Themes and Meanings
Last Updated on May 5, 2015, by eNotes Editorial. Word Count: 224
Displaced persons and madmen recur in Nabokov’s fiction, with these people finding no joy in his universe. The central thematic question this story asks is whether one is necessarily demented to conclude that nature and society are hostile to humankind. Although the son is certifiably deluded, the real world presented by the narrator and observed by the parents is fully consistent with the boy’s vision of it. These parents have made great sacrifices for their son; they have poignant memories of his disturbed childhood and are now willing to care for the hopeless boy in their cramped, two-room apartment. However, all creatures and phenomena in this story—humans, birds, flowers—are linked to one another in an ineluctable chain of suffering.

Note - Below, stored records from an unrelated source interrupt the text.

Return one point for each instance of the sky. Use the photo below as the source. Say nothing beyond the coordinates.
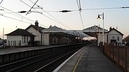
(117, 18)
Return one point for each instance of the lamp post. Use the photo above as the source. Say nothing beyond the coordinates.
(102, 15)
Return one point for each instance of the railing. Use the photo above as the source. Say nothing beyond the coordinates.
(118, 53)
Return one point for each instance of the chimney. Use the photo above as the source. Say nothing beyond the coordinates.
(36, 23)
(110, 28)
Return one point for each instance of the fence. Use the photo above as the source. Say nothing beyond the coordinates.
(118, 54)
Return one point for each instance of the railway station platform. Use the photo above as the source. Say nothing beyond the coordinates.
(88, 59)
(23, 49)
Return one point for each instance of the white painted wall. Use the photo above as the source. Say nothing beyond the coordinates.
(15, 40)
(114, 35)
(46, 39)
(100, 38)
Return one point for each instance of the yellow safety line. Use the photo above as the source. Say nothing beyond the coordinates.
(75, 67)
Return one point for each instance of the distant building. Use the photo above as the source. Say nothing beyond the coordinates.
(112, 36)
(37, 31)
(20, 37)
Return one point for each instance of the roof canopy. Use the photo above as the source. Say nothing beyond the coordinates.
(20, 32)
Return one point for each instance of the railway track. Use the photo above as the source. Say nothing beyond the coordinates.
(41, 63)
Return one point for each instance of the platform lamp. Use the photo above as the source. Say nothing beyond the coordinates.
(99, 17)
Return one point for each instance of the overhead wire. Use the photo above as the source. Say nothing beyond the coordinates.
(79, 8)
(14, 18)
(14, 13)
(52, 16)
(18, 15)
(1, 1)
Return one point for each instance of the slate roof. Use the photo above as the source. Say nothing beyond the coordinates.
(94, 28)
(36, 28)
(20, 32)
(54, 29)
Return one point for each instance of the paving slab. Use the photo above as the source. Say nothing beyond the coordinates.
(89, 59)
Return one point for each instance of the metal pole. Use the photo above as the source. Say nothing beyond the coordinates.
(3, 37)
(103, 28)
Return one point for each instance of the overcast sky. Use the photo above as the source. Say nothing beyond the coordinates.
(113, 17)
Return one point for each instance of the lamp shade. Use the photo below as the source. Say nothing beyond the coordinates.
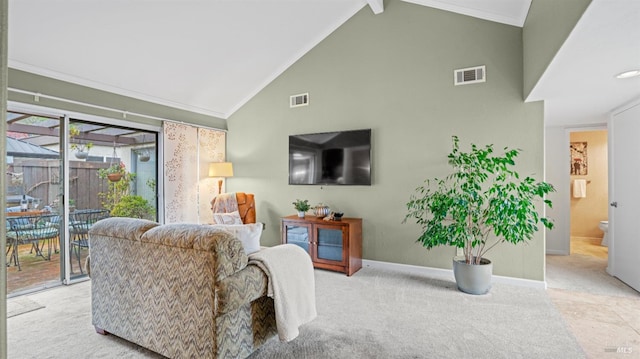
(221, 169)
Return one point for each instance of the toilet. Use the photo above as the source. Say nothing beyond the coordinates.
(604, 227)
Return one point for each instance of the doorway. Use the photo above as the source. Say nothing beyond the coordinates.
(59, 186)
(589, 193)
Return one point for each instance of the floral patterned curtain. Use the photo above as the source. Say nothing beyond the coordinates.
(188, 190)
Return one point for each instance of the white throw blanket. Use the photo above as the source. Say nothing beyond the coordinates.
(291, 285)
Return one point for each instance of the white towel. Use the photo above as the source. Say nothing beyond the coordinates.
(579, 188)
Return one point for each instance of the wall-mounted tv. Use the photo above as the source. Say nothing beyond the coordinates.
(331, 158)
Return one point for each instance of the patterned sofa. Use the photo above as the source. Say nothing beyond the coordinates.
(181, 290)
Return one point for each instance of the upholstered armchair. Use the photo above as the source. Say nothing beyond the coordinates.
(246, 205)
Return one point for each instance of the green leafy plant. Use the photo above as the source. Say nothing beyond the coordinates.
(115, 191)
(481, 204)
(114, 168)
(133, 206)
(301, 205)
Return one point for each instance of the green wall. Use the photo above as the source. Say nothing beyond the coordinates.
(393, 73)
(26, 81)
(548, 24)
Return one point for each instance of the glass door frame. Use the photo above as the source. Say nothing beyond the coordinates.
(65, 116)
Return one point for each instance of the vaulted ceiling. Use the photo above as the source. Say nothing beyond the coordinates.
(211, 57)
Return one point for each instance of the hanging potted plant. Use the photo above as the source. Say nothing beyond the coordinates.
(479, 205)
(114, 172)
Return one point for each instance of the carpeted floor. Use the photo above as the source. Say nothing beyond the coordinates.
(374, 314)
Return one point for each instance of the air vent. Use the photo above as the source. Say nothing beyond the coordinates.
(299, 100)
(471, 75)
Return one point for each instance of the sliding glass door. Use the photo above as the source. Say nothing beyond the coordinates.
(64, 174)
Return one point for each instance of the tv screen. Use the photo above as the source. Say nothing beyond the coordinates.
(331, 158)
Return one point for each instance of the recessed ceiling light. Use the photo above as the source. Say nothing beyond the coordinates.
(628, 74)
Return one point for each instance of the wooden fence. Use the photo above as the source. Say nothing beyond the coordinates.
(41, 178)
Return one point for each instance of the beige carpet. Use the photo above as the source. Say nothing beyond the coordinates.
(374, 314)
(22, 305)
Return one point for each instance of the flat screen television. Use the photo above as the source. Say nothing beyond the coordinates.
(330, 158)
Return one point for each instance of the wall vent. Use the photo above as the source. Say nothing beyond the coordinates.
(471, 75)
(299, 100)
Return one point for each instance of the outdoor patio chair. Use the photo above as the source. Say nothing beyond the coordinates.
(38, 230)
(80, 223)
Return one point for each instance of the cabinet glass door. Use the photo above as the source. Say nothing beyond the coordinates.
(298, 235)
(330, 244)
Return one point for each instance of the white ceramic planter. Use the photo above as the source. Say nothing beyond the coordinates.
(473, 278)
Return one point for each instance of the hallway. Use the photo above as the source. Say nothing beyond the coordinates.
(602, 312)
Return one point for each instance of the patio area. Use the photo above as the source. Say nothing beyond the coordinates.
(37, 273)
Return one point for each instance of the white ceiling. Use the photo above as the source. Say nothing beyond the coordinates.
(579, 86)
(211, 56)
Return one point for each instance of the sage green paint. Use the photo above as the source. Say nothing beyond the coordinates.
(26, 81)
(548, 24)
(393, 73)
(4, 26)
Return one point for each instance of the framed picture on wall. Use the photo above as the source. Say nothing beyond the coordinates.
(578, 157)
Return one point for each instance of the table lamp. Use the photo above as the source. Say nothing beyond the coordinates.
(220, 169)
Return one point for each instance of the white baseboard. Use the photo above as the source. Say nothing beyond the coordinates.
(557, 252)
(448, 273)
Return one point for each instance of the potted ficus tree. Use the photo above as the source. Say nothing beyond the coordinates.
(482, 203)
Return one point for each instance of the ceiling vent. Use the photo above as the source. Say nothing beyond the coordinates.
(299, 100)
(471, 75)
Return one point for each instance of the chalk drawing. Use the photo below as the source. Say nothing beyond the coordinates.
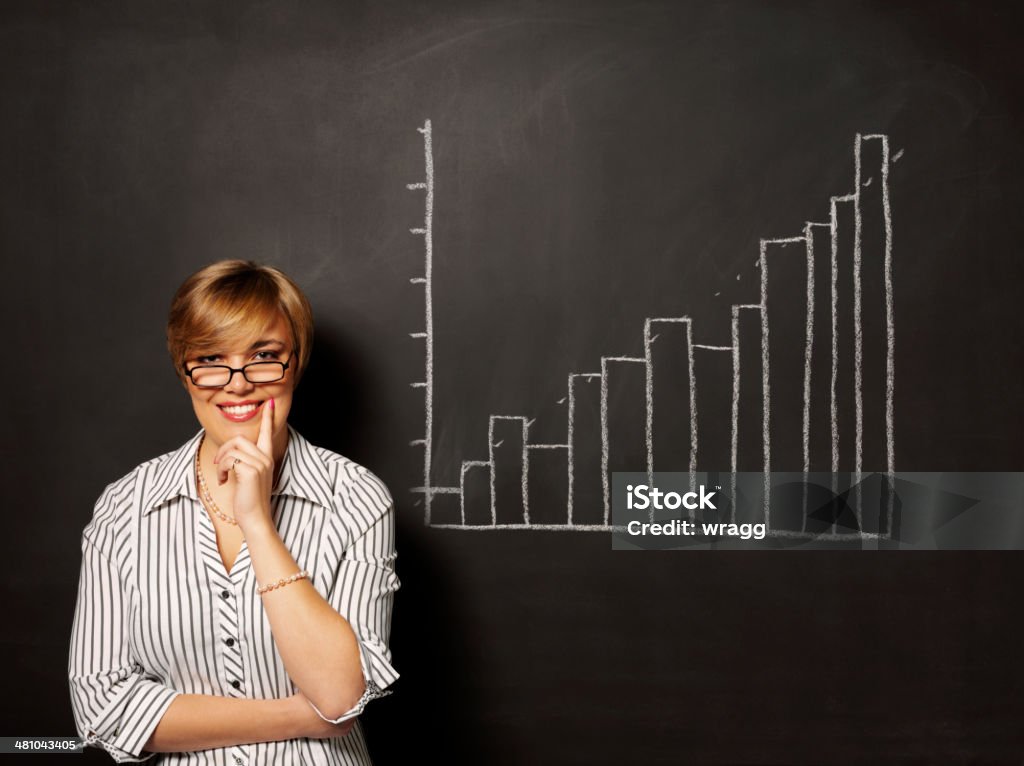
(827, 389)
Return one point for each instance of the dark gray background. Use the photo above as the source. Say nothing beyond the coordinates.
(597, 163)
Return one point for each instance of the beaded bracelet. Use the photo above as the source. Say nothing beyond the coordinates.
(282, 583)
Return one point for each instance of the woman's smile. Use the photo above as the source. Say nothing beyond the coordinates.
(240, 412)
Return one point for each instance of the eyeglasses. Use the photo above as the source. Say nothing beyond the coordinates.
(218, 376)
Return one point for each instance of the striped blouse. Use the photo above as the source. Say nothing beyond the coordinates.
(158, 614)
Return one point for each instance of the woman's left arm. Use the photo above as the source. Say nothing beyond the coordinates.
(317, 645)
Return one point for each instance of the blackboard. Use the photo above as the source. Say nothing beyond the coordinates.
(594, 166)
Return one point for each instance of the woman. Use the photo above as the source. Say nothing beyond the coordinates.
(236, 595)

The parents have been forced to leave their homeland, where the husband had been a successful businessman, and are now totally dependent on his seldom-seen brother, whom they call “the Prince.” The wife recalls endless waves of pain that, for reasons unknowable, she and her husband have had to endure. She remembers her Aunt Rosa who endured bankruptcies, train accidents, and cancerous growths only to be murdered by the Germans. The boy, the bird, the aunt, and the parents all testify to a universe of inexorable and implacable powers that snuff out the lights of life, imagination, creativity, justice, and happiness.